The State of Texas, Appellee

 

 

On Appeal from the 263rd District Court  

Harris County, Texas

Trial Court Case No. 1191903

 

MEMORANDUM OPINION

Appellant, Mark Anthony Jones, pleaded guilty, with an agreed recommendation as to punishment with the State, to the offense of assault on a family member, second offense.  The trial court followed the agreed punishment recommendation and placed appellant on community supervision for a period of three years.               

The State filed a first motion to revoke appellant’s community supervision that was dismissed on January 21, 2009.  The State filed a second motion to revoke community supervision on June 3, 2009.  Appellant entered a plea of true to the State’s motion to revoke probation and, after a hearing, the trial court found that appellant had violated the terms and conditions of his community supervision as alleged in the State's motion.  The trial court sentenced appellant to confinement for two years and assessed a $500 fine.[1]  Appellant filed a notice of appeal.[2]  We affirm.

          Appellant’s counsel on appeal has filed a brief stating that the record  presents no reversible error, that the appeal is without merit and is frivolous, and that the appeal must be dismissed or affirmed.  See Anders v. California, 386 U.S. 738, 87 S. Ct. 1396, (1967). The brief meets the requirements of Anders by presenting a professional evaluation of the record and detailing why there are no arguable grounds for reversal.  Id. at 744, 87 S. Ct. at 1400; see also High v. State, 573 S.W.2d 807, 810 (Tex. Crim. App. 1978).

          Counsel represents that he has served a copy of the brief on appellant.  Counsel also advised appellant of his right to examine the appellate record and file a pro se brief.  See Stafford v. State, 813 S.W.2d 503, 510 (Tex. Crim. App. 1991).  More than 30 days have passed, and appellant has not filed a pro se brief.  Having reviewed the record and counsel’s brief, we agree that the appeal is frivolous and without merit and that there is no reversible error.  See Bledsoe v. State, 178 S.W.3d 824, 826–27 (Tex. Crim. App. 2005). 

          We affirm the judgment of the trial court and grant counsel’s motion to withdraw.[3]  Attorney Angela Cameron must immediately send the notice required by Texas Rule of Appellate Procedure 6.5(c) and file a copy of that notice with the Clerk of this Court.

          We deny as moot any pending motions.

PER CURIAM

Panel consists of Justices Keyes, Sharp, and Massengale.

Do not publish.   Tex. R. App. P. 47.2(b).

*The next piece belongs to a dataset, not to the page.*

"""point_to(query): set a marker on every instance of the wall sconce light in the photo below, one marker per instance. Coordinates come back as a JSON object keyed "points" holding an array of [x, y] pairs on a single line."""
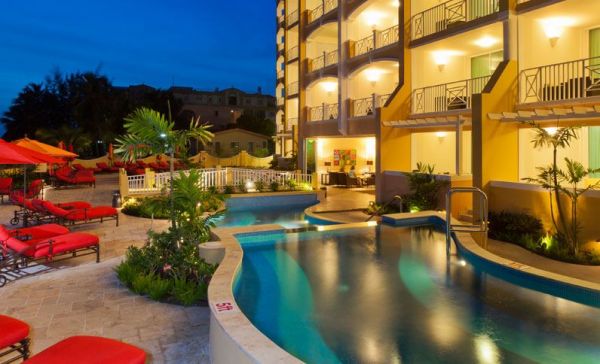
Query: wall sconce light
{"points": [[555, 27], [441, 59]]}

[1]               The trial court entered a certification of defendant's right of appeal on July        15, 2009, that states: I, judge of the trial court, certify this criminal case is     not a plea-bargain case, and the defendant has the right of appeal.

 

[2]               Appellant waived a court reporter for his plea of guilty and for the          probation revocation hearing.

[3]           Appointed counsel still has a duty to inform appellant of the result of this appeal and that he may, on his own, pursue discretionary review in the Texas Court of Criminal Appeals.  See Bledsoe v. State, 178 S.W.3d 824, 826-27 (Tex. Crim. App. 2005).